Soulèvement révolutionnaire de la classe ouvrière française, guerre mondiale - voilà le sommaire de l'année 1849.
Notes
Texte en bleu : en français dans le texte
[1] Cf. Ode « À la joie » de Schiller.
[2] Peu après son élection en 1846, le pape Pie IX introduisit une série de réformes libérales pour parer à un accroissement de l'agitation populaire (amnistie partielle pour les prisonniers politiques, suppression de la censure préalable). Après le soulèvement populaire de Rome, le pape Pie IX s'enfuit le 24 novembre 1848, chercha refuge dans la forteresse de Gaète, dans le royaume de Naples.
[3] Lors des élections à la présidence de la République, le 10 décembre 1848, Louis-Napoléon Bonaparte obtint 5.430.000 voix. Lamartine, candidat du parti du National subit une défaite complète. Il obtint 17.900 voix et se trouvait en dernière position, bien après Cavaignac, Ledru-Rollin et Raspail.
[4] Partisans de la dynastie des Bourbons au pouvoir pendant la Restauration, de 1814 à 1830; ils représentaient la grande propriété foncière héréditaire.
[5] En juin 1848, en Valachie, après la fuite du prince Bibesco, des forces libérales formèrent un gouvernement provisoire qui aspirait à une série de réformes bourgeoises, à une Constitution de type européen et à un accord avec la Turquie. Là-dessus, le 10 juillet, un corps d'armée russe franchit le Prouth.

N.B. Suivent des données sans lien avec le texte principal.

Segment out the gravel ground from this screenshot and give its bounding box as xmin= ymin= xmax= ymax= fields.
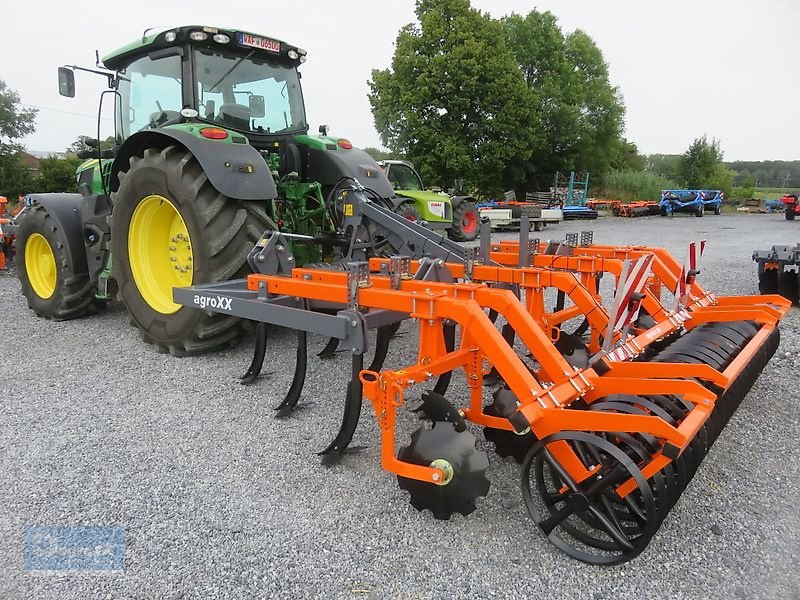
xmin=0 ymin=215 xmax=800 ymax=600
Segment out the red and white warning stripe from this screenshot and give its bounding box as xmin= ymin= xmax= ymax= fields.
xmin=689 ymin=240 xmax=706 ymax=271
xmin=603 ymin=254 xmax=653 ymax=351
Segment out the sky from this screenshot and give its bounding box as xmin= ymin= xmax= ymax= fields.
xmin=0 ymin=0 xmax=800 ymax=160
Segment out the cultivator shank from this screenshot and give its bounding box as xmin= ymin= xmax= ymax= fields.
xmin=174 ymin=188 xmax=789 ymax=564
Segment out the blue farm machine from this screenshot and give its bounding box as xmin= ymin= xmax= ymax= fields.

Le gouvernement tsariste réussit en même temps à décider la Turquie à envoyer aussi des troupes pour réprimer le mouvement de libération. Au cours du mois de septembre des troupes turques occupèrent la Valachie et un règlement de comptes sanglant eut lieu avec le peuple de Bucarest.
[6] Expression employée par Montesquieu à propos de la république de San Marin.